The relation of race and type of health insurance to long-term risk of mortality among lung cancer patients in rural Eastern North Carolina.

N C Med J

Corresponding author: Jimmy T. Efird, Department of Public Health, Center for Health Disparities, Brody School of Medicine, and Leo Jenkins Cancer Center, East Carolina University, Physicians Quadrangle N, Greenville, NC 27834, USA.

Published: January 2014

Background: Black patients with lung cancer have a higher mortality rate than do their white counterparts. Differences in insurance coverage, demographic characteristics, and treatment profiles may explain this disparity. The purpose of this study was to compare the longterm risk of mortality of black lung cancer patients with that of white lung cancer patients, by insurance type.

Methods: Patients who were diagnosed with lung cancer in Eastern North Carolina and treated at the Leo Jenkins Cancer Center between 2001 and 2010 were included in this study. A Cox regression model was used to compare the risk of mortality of black patients with that of white patients.

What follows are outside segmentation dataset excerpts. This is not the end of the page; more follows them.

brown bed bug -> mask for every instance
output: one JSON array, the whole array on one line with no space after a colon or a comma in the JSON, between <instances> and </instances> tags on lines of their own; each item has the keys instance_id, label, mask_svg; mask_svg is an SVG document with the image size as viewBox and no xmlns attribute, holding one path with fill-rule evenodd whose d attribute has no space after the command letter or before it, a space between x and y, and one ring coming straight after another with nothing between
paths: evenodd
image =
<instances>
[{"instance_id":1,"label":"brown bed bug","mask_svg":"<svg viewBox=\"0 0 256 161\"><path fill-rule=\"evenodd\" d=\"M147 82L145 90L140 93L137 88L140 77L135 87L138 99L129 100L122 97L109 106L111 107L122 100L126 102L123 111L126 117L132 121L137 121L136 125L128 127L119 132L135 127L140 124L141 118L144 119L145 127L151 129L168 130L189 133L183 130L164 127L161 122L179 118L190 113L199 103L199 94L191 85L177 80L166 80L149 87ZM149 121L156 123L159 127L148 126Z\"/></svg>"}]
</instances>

Results: A total of 2,351 lung cancer patients (717 black and 1,634 white) were treated at the Leo Jenkins Cancer Center during the study period. Independent of age and sex, black patients with lung cancer were observed to die sooner than their white counterparts (hazard ratio = 1.2; 95% confidence interval, 1.04-1.3; P = .0070). However, this difference was not statistically significant after controlling for and stratifying by insurance type.

Limitations: Residual confounding and the misclassification of some variables could have biased estimated study effects.

Conclusion: The racial disparity in lung cancer mortality observed in Eastern North Carolina is no longer apparent after health insurance type is accounted for.